Geschlechterverhältnis als Regulationsmechanismus

Wird ein bestimmter Rehwildbestand mit der Büchse stark und vergleichsweise wahllos reduziert, sprechen Verhaltensforscher gern von einer Pionierphase, in der sich der Bestand befindet, und vergleichen den Zustand mit den Bedingungen, denen das Rehwild unterworfen ist, wenn es ein bisher rehwildfreies Gebiet neu besiedelt. So eine durch jagdliche Maßnahmen hervorgerufene Pionierphase kann sehr lange anhalten, wenn immer wieder stark und wahllos in den Bestand eingegriffen wird.
In der unterschiedlichen Häufigkeit der Geschlechter bei den Kitzen könnte man einen natürlichen Mechanismus zur Regulierung der Bestände sehen, wenn er denn immer so eindeutig wirksam würde. Jedenfalls sollte man den heute schon gelegentlich zu hörenden Spruch „je mehr Rehe man schießt, umso größer wird der Bestand“ sicher nicht allzu viel Glauben schenken, denn irgendwann ist immer ein Punkt erreicht, an dem die Bestände tatsächlich zurückgehen.
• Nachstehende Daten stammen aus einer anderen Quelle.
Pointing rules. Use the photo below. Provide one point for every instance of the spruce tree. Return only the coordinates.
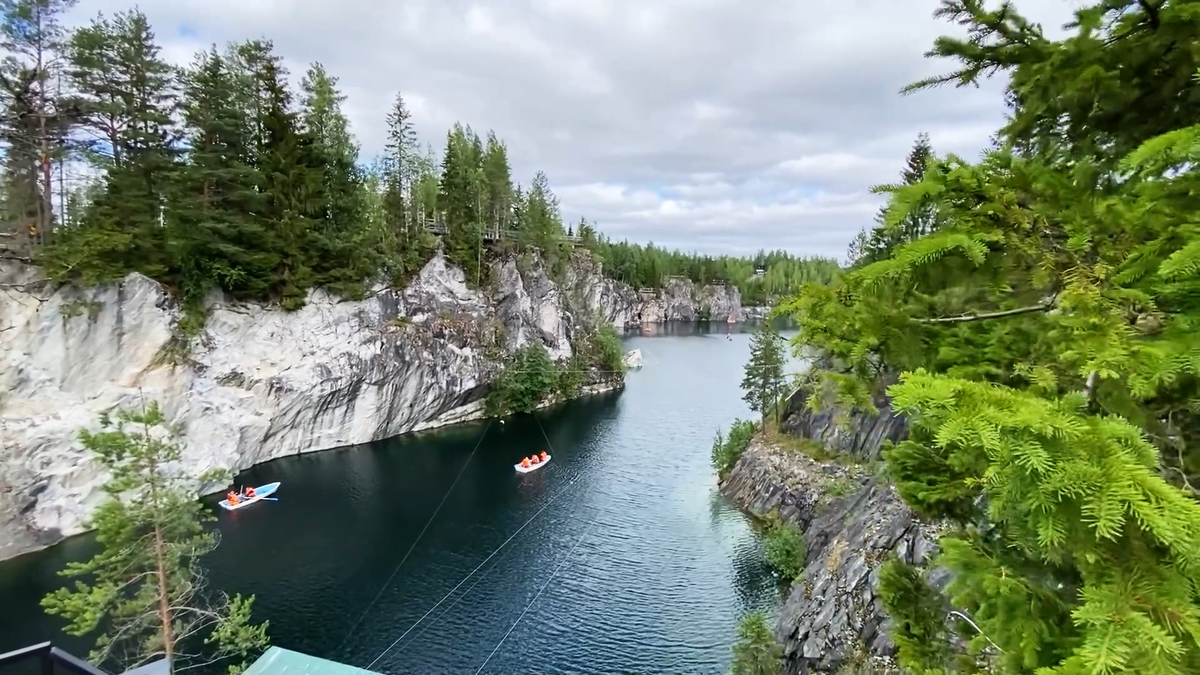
(215, 238)
(348, 255)
(126, 96)
(756, 652)
(763, 380)
(541, 222)
(460, 198)
(145, 592)
(292, 175)
(37, 119)
(1045, 338)
(498, 178)
(879, 243)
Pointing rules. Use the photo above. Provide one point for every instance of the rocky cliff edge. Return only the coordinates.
(826, 478)
(261, 383)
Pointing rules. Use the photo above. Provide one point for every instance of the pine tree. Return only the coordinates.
(126, 96)
(37, 121)
(1045, 336)
(541, 222)
(498, 179)
(460, 198)
(215, 239)
(145, 591)
(763, 380)
(292, 175)
(921, 220)
(402, 168)
(756, 652)
(348, 254)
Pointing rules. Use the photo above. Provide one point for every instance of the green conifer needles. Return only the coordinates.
(144, 592)
(1045, 333)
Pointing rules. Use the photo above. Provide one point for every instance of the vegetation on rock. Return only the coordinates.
(1045, 330)
(529, 377)
(755, 652)
(727, 449)
(763, 381)
(784, 548)
(145, 592)
(215, 175)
Der in vielen unserer Reviere häufig zu beobachtende Überhang an weiblichem Rehwild liegt sicher zu einem Teil an der für das Rehwild typischen Gesetzmäßigkeit, wonach die Böcke einer höheren Sterblichkeit unterliegen. Diese höheren Verluste bei den Böcken gehen aber nach meiner Überzeugung nicht nur auf das Konto biologischer Ursachen, sondern werden zu einem nicht geringen Teil auch durch „Pulver und Blei“ verursacht. Auch nach den bisherigen Erkenntnissen der Jagdwissenschaft führt eine fehlerhafte Gliederung des jährlichen Rehwildabschusses nach Alter und Geschlecht erfahrungsgemäß zu einem ungünstigen Geschlechterverhältnis zu Lasten der Böcke. Mehr darüber wird in dem Kapitel über die Jagd auszuführen sein.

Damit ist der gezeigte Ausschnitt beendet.